About the Poggio Civitate archaeological excavations

Anthony “Tony” Tuck first joined the excavation at Poggio Civitate as a student in 1989, and by the time he became a classics professor at UMass in 2006, he had risen to lead the project. The dig has become an important teaching ground for UMass students, introducing them to all aspects of the profession—from excavating and cataloging artifacts to conservation, analysis, and public interpretation. Dozens of alumni who experienced the field school have found careers not just within the field, but at the site itself.

Tuck emphasizes that students come to the field school from many academic disciplines. “My team consists not only of archaeologists but also forensic anthropologists, geologists, paleobotanists, chemists, and data scientists. It’s interdisciplinary in the truest sense of the word.” And the work benefits from that diversity. Tuck says, “We’re talking about an ancient community that was as complicated and as nuanced and varied as we are ourselves. So the wider the range of perspectives that we bring, the more likely it is that we’ll actually be able to see and dignify those ancient perspectives as well.”

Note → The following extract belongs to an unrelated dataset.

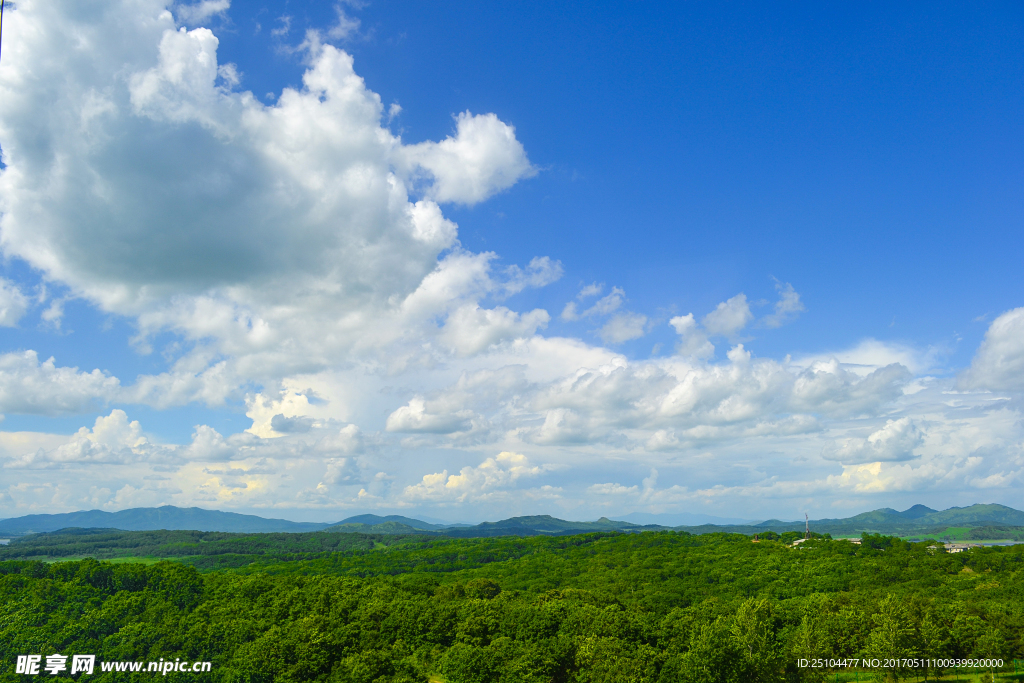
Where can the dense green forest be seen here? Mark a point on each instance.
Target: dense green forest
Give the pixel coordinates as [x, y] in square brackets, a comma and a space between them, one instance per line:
[611, 606]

All these interpretive lenses are brought to bear in what Tuck calls “the storytelling dimension” of his work. “We take materials and organize them to make a coherent narrative that lets us see the lived experiences of people who are otherwise lost to history.”

It’s rewarding, too, to accompany many students in their first experience abroad, in an unfamiliar space that can at first feel intimidating. Tuck says he loves to witness “that sudden realization that there’s so much to explore and so much to learn, but it’s not threatening. It doesn’t compromise their sense of who they are. It just enlarges their world in such a meaningful way.”

One stratigraphic layer of earth at a time, one student at a time, Tuck and the field school continue to steward history, building on years of discoveries to enrich our understanding of ancient Etruscan lives.